An Experiment - marshally
http://fullstack360.wordpress.com/2013/06/17/an-experiment

======
awkward
At the very least, asking people to generate app ideas as spec work (with a
submission fee!) is worth it for the irony value.

------
rmcastil
I like the idea. I'm curious of what will be done in the four weeks. Is it
pure coding or is it also R&D into the potential product's market? Will they
be working on other client work in parallel or be fully dedicated to the
selected product.

My point is that four weeks seems like a a lot of time to dedicate to a MVP.
I've seen people bang one out in a weekend. With this kind of business
proposal it would seem like a good idea to constrain the time spent on each
proposal. As mgkismal suggested 1-2 weeks sounds like the sweet spot.

------
cowchase
I don't think they will be able to hold up to their promise to provide "a
comprehensive analysis of (...) potential costs, timeframe, and technical
challenges". A rate of $100 per hour leaves them only 15 minutes per project
review.

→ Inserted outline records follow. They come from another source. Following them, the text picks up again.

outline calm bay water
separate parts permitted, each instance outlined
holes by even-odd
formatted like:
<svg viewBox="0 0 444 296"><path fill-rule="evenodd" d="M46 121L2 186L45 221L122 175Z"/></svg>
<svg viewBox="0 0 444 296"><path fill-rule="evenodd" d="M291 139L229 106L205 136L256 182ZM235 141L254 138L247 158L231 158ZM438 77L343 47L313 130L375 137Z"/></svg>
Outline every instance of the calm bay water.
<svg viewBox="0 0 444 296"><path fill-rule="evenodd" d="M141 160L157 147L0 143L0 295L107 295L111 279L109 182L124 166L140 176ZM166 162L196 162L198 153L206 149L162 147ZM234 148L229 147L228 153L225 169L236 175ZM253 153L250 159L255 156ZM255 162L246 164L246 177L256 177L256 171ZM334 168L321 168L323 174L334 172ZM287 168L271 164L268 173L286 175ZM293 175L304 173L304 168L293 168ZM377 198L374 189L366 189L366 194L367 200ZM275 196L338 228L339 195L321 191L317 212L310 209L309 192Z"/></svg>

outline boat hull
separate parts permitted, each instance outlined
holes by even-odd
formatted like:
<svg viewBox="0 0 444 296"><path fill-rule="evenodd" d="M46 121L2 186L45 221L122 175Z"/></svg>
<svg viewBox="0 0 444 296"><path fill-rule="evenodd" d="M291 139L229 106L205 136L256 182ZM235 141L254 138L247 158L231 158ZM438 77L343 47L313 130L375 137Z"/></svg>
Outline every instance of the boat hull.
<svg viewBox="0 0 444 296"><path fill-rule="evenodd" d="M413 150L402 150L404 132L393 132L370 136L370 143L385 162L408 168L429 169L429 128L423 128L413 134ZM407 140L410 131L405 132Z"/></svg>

And then there would be no money left to implement the MVP of the
selected project.

------
mgkimsal
mixed feelings on this. i applaud the idea, but not sure he'll get _200_ idea
submissions at $25/pop to make it worth the effort. You might get further with
$100 one hour initial consultation with a short form report with a summary,
observations, recommendations for that $100, then from those, every so often,
choose the one you think you can add more value to, then offer a $5k or $10k 2
week "all hands" timeframe to build/execute everything possible. Not
everything is possible in 2 weeks, but there's a heck of a lot that can be
done in 2 weeks. If the idea/business guys/gals really are on the ball, and
the idea's solid, they can take the results of that 1-2 weeks and run with it.

------
ubersoftware
I have heard similar ideas in NYC lately. So many ideas and so few developers,
its a huge opportunity cost to technical founders. However pushing the early
stage business people to explain and flush out full their ideas before
building something is always good.

------
marshally
NOTE: I am not connected to this firm, just thought the model was interesting.